高齢化するベトナム、年金も貯金もない高齢者の苦悩

2022年08月16日(火)10時11分 公開
高齢化するベトナム、年金も貯金もない高齢者の苦悩

<写真:VnExpress >

 

急速に高齢化が進むベトナムでは無年金や無貯蓄の高齢者が増加しており、国として早急に取り組まなければいけない大きな課題となりつつある。

 

専業主婦であるトゥーさん(61)と建設作業員として働く夫(66)の収入の大半は医療費として消え、日に日に家計は苦しくなるばかりである。

 

娘から仕送りを貰ってはいるが、娘の夫はトゥーさん夫妻への仕送りを快く思っておらず、「どうしてお金を渡さなければいけないのか」という陰口を聞いてからは、仕送りを受け取ることにも気が引ける様になったという。

 

元々農家を営んでいたトゥーさんは、戦後から小商いをするようになった。

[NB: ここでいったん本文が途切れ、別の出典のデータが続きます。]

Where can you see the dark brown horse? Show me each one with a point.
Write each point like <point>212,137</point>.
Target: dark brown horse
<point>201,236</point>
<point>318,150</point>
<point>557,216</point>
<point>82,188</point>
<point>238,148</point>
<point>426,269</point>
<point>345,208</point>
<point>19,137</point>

夫婦ともに年金はなく、老後の蓄えはない。

 

トゥーさん夫妻が30代の頃には何億ドン(1億ドン=約57万円)もの貯蓄があったが、突然の病気によって貯金のほとんどを使い果たし、今では2000万ドン(約11万3930円)も残っていない。

 

ベトナムでは900万人の高齢者がトゥーさん夫妻と同様の境遇にあり、生活苦に陥っている。

 

1990年代当時のベトナムにおける主な職業は農業であり、現在60歳以上世代の73%が無年金となっている。

 

人口・家族計画化総局の報告によると、農村部に住む高齢者の65%以上が安定した収入のない農民である。こうした高齢者の多くが老後のための十分な蓄えがなく、経済的な困難に直面している。

 

グエンさん(63)によると、故郷の同世代の95%が農民で収入の大半を子育てに費やしており、貯蓄をすることができていない。

 

グエンさん自身は、変形性関節症の治療費のために4つか5つの仕事を掛け持ちしている。時には路上で宝くじを売り、基本的な生活に必要なお金を稼いではいるが、社会保険にも健康保険にも加入することはできない。

 

保険加入のためには年間1000万ドン(約5万6960円)以上の貯蓄が必要となり、彼女が条件を満たすことは非常に困難である。

 

人口・家族計画化総局の予測では、2019年には1140万人に達した60歳以上の高齢者が、2030年には1800万人に増加して人口の17.5%を占めるようになる。

 

ベトナムの高齢化は先進国よりも早く、政府は高齢化対策にあまり時間を掛けられていない。

 

2050年には老齢人口比率が43%になると予測されており、将来的には現役世代の負担が大きくなることを意味している。

 

同国の一人暮らし高齢者数は現在430万人である。

 

ホーチミン市で商売をするニュンさんもその1人で、70歳を目前にした今でも日々の収入への不安に苛まれている。

 

彼女は屋台で食べ物を売って1日20万ドン(約1140円)ほどを稼ぐが、日によっては収入が少なく生活費を借りなければならない。

 

国連人口基金によると、社会保険制度への加入率が低いベトナムでは高齢者の76%が無年金であり、2030年には約1200万人の退職者が無年金になると予想されている。

 

専門家は社会保険制度の改正とセーフティネットの強化を行い社会保険制度がリスクに対応できるようにする必要があると指摘する。

 

また、政府や民間企業は経験豊富で意欲の高い高齢者の労働力活用を検討するべきである。

 

ベトナムにおける高齢者の経済活動率は絶えず上昇しており、現在では40%に達しているが、多くのアジア諸国と比較すると低い水準となっている。

 

多くの専門家が、政府による高齢者のための雇用交換所の設立や、民間企業による高齢者雇用、定年引き上げといった高齢者向けの労働条件改善を望んでいる。